El especialista explicó que, aunque el nombre del proyecto “suena muy rimbombante”, en realidad se trata de identificar de forma rápida y accesible enfermedades que afectan gravemente a huertas completas.
Torres Galván describió como ejemplo el impacto del Huanglongbing, una enfermedad viral transmitida por bacterias que provoca frutos amargos, caída prematura y deterioro progresivo del árbol. “Es un problema que se puede confundir muy fácil con deficiencias nutricionales u otras enfermedades, y ahí está el riesgo, porque no hay medicina para esta enfermedad”, señaló.
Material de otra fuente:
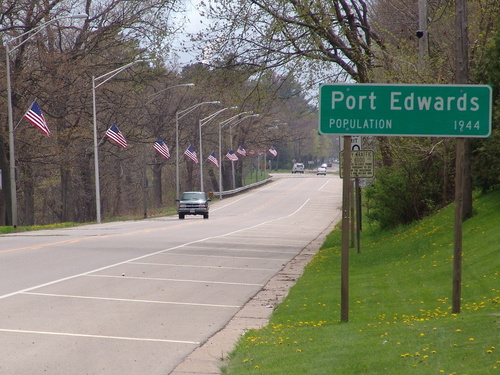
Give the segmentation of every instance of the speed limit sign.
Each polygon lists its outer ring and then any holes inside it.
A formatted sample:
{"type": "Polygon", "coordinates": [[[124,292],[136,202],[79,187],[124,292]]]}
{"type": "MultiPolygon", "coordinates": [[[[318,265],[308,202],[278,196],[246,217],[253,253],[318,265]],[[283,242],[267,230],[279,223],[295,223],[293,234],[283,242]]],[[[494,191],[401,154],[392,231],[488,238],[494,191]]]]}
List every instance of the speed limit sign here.
{"type": "MultiPolygon", "coordinates": [[[[360,151],[363,149],[363,137],[360,135],[351,135],[351,151],[360,151]]],[[[344,151],[344,137],[340,138],[340,151],[344,151]]]]}

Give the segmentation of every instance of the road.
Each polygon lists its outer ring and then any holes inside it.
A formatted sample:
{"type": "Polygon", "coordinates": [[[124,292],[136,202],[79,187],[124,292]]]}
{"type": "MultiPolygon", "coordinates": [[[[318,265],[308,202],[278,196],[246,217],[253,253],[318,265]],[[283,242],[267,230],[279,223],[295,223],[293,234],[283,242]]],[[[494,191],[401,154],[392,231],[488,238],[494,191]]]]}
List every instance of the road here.
{"type": "Polygon", "coordinates": [[[169,374],[339,219],[337,175],[176,216],[0,237],[0,374],[169,374]]]}

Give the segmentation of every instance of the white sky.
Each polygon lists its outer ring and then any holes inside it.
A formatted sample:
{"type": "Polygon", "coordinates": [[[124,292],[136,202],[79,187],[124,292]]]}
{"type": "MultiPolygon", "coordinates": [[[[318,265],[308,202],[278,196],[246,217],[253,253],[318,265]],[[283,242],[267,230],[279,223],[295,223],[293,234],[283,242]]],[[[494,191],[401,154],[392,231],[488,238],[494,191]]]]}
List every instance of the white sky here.
{"type": "Polygon", "coordinates": [[[184,42],[186,46],[189,46],[189,34],[194,34],[200,31],[204,24],[206,24],[206,19],[204,19],[197,10],[197,5],[201,0],[186,0],[186,14],[185,14],[185,25],[182,27],[183,33],[179,34],[177,37],[177,42],[174,42],[173,49],[175,53],[179,56],[179,64],[186,65],[190,63],[197,62],[196,57],[200,54],[198,50],[192,50],[191,52],[181,51],[181,42],[184,42]],[[203,21],[203,22],[202,22],[203,21]]]}

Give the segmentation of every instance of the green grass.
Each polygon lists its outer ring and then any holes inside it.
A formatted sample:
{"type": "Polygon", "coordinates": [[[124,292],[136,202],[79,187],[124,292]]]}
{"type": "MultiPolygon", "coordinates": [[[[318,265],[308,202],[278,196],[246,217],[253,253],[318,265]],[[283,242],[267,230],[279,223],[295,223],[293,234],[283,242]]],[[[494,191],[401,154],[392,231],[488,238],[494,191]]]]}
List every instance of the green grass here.
{"type": "MultiPolygon", "coordinates": [[[[160,216],[171,216],[171,215],[175,215],[176,213],[177,213],[177,210],[173,206],[162,207],[162,208],[158,208],[158,209],[149,209],[148,210],[148,218],[160,217],[160,216]]],[[[110,222],[126,221],[126,220],[142,220],[143,218],[144,217],[137,216],[137,215],[120,216],[120,217],[114,217],[114,218],[106,218],[106,219],[103,219],[102,222],[110,223],[110,222]]],[[[93,222],[88,222],[88,223],[65,222],[65,223],[56,223],[56,224],[47,224],[47,225],[18,226],[17,228],[14,228],[12,226],[0,226],[0,234],[27,232],[27,231],[41,230],[41,229],[67,228],[67,227],[75,227],[75,226],[87,225],[87,224],[93,224],[93,222]]]]}
{"type": "Polygon", "coordinates": [[[391,232],[366,228],[350,256],[340,322],[340,232],[229,356],[225,374],[500,374],[500,192],[463,227],[462,311],[451,314],[454,209],[391,232]]]}
{"type": "Polygon", "coordinates": [[[82,224],[67,222],[67,223],[58,223],[58,224],[50,224],[50,225],[19,226],[17,228],[14,228],[12,226],[0,226],[0,234],[27,232],[27,231],[31,231],[31,230],[40,230],[40,229],[68,228],[68,227],[74,227],[77,225],[82,225],[82,224]]]}

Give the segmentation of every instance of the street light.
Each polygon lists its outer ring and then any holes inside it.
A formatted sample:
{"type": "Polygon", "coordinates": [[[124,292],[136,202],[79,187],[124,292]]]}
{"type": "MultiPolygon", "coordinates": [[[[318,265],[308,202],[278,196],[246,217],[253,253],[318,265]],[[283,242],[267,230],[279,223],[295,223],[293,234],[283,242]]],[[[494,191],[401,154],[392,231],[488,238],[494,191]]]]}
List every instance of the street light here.
{"type": "Polygon", "coordinates": [[[10,207],[11,207],[11,216],[12,216],[12,226],[14,228],[17,227],[17,192],[16,192],[16,163],[15,163],[15,152],[14,152],[14,120],[12,116],[12,89],[11,89],[11,83],[10,83],[10,58],[9,55],[11,52],[15,51],[19,47],[21,47],[24,43],[29,41],[31,38],[33,38],[35,35],[37,35],[40,31],[45,29],[47,26],[53,24],[54,22],[60,21],[62,19],[67,19],[67,18],[88,18],[88,15],[86,14],[74,14],[71,16],[64,16],[64,17],[57,17],[54,18],[50,21],[45,22],[42,25],[39,25],[35,27],[34,29],[28,30],[21,35],[16,36],[15,38],[12,38],[8,42],[5,43],[5,76],[7,78],[7,112],[8,112],[8,117],[9,117],[9,168],[10,168],[10,207]],[[22,38],[28,34],[31,34],[28,36],[26,39],[24,39],[21,43],[13,47],[12,49],[9,48],[9,43],[12,43],[19,38],[22,38]]]}
{"type": "Polygon", "coordinates": [[[174,85],[174,86],[169,86],[169,87],[166,87],[164,88],[163,90],[160,90],[158,92],[155,92],[154,94],[148,96],[148,102],[146,104],[149,104],[151,103],[158,95],[160,95],[162,92],[165,92],[167,90],[170,90],[170,89],[173,89],[175,87],[186,87],[186,86],[189,86],[189,87],[192,87],[194,86],[194,83],[181,83],[179,85],[174,85]]]}
{"type": "Polygon", "coordinates": [[[95,90],[108,82],[117,74],[120,74],[125,69],[130,68],[132,65],[138,64],[140,62],[148,62],[151,60],[135,60],[126,65],[123,65],[120,68],[112,70],[102,76],[95,77],[92,76],[92,116],[94,120],[94,173],[95,173],[95,205],[96,205],[96,221],[97,224],[101,223],[101,192],[99,187],[99,155],[98,155],[98,143],[97,143],[97,110],[96,110],[96,99],[95,99],[95,90]],[[103,79],[102,82],[96,85],[96,81],[103,79]]]}
{"type": "Polygon", "coordinates": [[[201,105],[204,104],[220,104],[219,101],[215,102],[203,102],[203,103],[198,103],[195,104],[189,108],[183,109],[182,111],[177,111],[175,113],[175,198],[179,199],[179,190],[180,190],[180,184],[179,184],[179,120],[186,116],[187,114],[191,113],[194,111],[196,108],[198,108],[201,105]]]}
{"type": "MultiPolygon", "coordinates": [[[[238,107],[231,107],[230,109],[236,109],[238,107]]],[[[199,137],[200,137],[200,190],[201,191],[205,191],[204,190],[204,187],[203,187],[203,156],[202,156],[202,148],[201,148],[201,127],[203,125],[206,125],[208,122],[210,122],[211,120],[213,120],[219,113],[222,113],[224,112],[226,109],[228,109],[227,107],[226,108],[223,108],[215,113],[212,113],[210,116],[207,116],[205,117],[204,119],[201,119],[199,121],[199,137]]]]}
{"type": "MultiPolygon", "coordinates": [[[[219,123],[219,163],[220,163],[220,165],[219,165],[219,199],[222,199],[222,128],[226,125],[230,125],[230,129],[231,129],[232,126],[238,125],[240,122],[242,122],[243,120],[245,120],[249,117],[259,117],[258,114],[241,117],[241,115],[246,114],[246,113],[253,113],[253,112],[252,111],[241,112],[241,113],[237,114],[236,116],[228,118],[227,120],[224,120],[221,123],[219,123]],[[231,122],[234,122],[234,123],[232,124],[231,122]]],[[[231,148],[233,148],[232,139],[231,139],[231,148]]],[[[234,189],[234,166],[233,166],[232,162],[231,162],[231,167],[233,168],[233,189],[234,189]]]]}

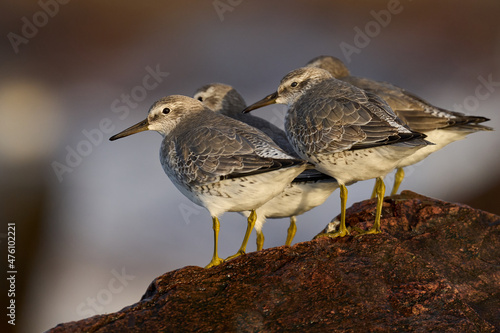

Añadió que, al no recibir un tratamiento adecuado, el contagio se extiende hasta obligar a la erradicación total de huertas, con pérdidas económicas que pueden alcanzar hasta el 85 por ciento del valor de mercado para los productores.
El investigador advirtió que el daño no se limita a una parcela, sino que puede extenderse a comunidades completas. “No solamente afecta a un árbol, afecta a toda una huerta, a la economía local y hasta a las propiedades vecinas”, comentó, al tiempo que recordó casos como el de Florida, en Estados Unidos, donde la citricultura prácticamente desapareció por esta enfermedad. Además, subrayó la dificultad adicional que representan los casos asintomáticos, ya que algunos árboles pueden tardar meses o incluso años en mostrar señales visibles.
Frente a este escenario, el proyecto que encabeza busca ofrecer una alternativa de detección temprana mediante el análisis de imágenes y técnicas ópticas. El doctor Torres Galván explicó que la investigación inició en 2023, durante su estancia posdoctoral, y se apoya en su experiencia previa en análisis de imágenes aplicadas a enfermedades humanas. “La idea es que, así como hoy tomamos una foto con el celular, esa imagen nos pueda decir si el árbol está enfermo o no”, detalló, con el objetivo de facilitar un prediagnóstico accesible para los productores.
Finalmente, destacó que este método permitiría reducir costos frente a pruebas más complejas como la PCR, que resultan poco viables cuando se trata de miles de árboles. “Imagínese multiplicar el costo de una PCR por toda una huerta”, dijo.
Aunque aclaró que estas pruebas seguirán siendo necesarias para confirmar diagnósticos, confió en que el uso combinado de fotografía y técnicas como la espectroscopía Raman pueda convertirse en una herramienta clave para contener la propagación de estas enfermedades en el campo.